見えにくいでが松本城です
今は当たり前になった大学入試のインターネット出願が始まったのは、2008年頃からだったと記憶しています。
インターネット出願にすれば「PCスキルとネット環境」を持っている生徒さんが出願してきます。というわけで、入学後は「レポートはワード作成・メールで提出」と指示すればOK。

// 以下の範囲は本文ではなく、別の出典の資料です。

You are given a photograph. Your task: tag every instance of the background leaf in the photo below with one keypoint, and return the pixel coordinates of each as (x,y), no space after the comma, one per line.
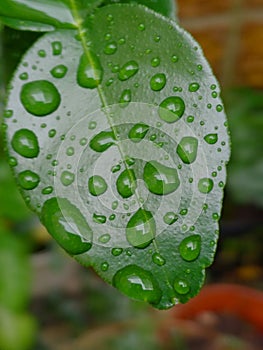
(138,107)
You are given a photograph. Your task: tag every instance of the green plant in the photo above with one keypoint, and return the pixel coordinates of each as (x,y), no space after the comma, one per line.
(117,137)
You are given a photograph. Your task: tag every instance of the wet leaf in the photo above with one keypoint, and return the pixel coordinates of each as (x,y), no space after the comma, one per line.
(116,149)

インターネット出願にすることで、スキルを持った人材を獲得することが可能になるという発想。これは就職も同じ。転職も同じ。官公庁の公募人材もネットで募集です。
しかしこの発想、15年前は結構もめました。
反対派の根拠は「公平性に欠ける」です。
PCは難しいという人、ネットに慣れていない人が出願できないのは公平性に欠けるというのです。いやいや、そういう人が大学に進む、企業で働くということでいいのですか? 官公庁の公募人材として採用(民間校長とか、副知事とか)していいのですか?
とお伝えしても、頑なに反対なんですね。
新人研修で何かしゃべれと言われると、こんなことを伝えていました。
近代社会を表現する言葉に「自由・平等・博愛」があります。
自由は、能力の高い人にとっては天国ですが、そうでない人にとっては地獄です。
平等は、能力の高い人にとっては地獄ですが、そうでない人にとっては天国です。
公務員は市民に対して公平に接しろ、しかし自分だけは特別に扱えという人に博愛をどのように実践するか考えてみてください。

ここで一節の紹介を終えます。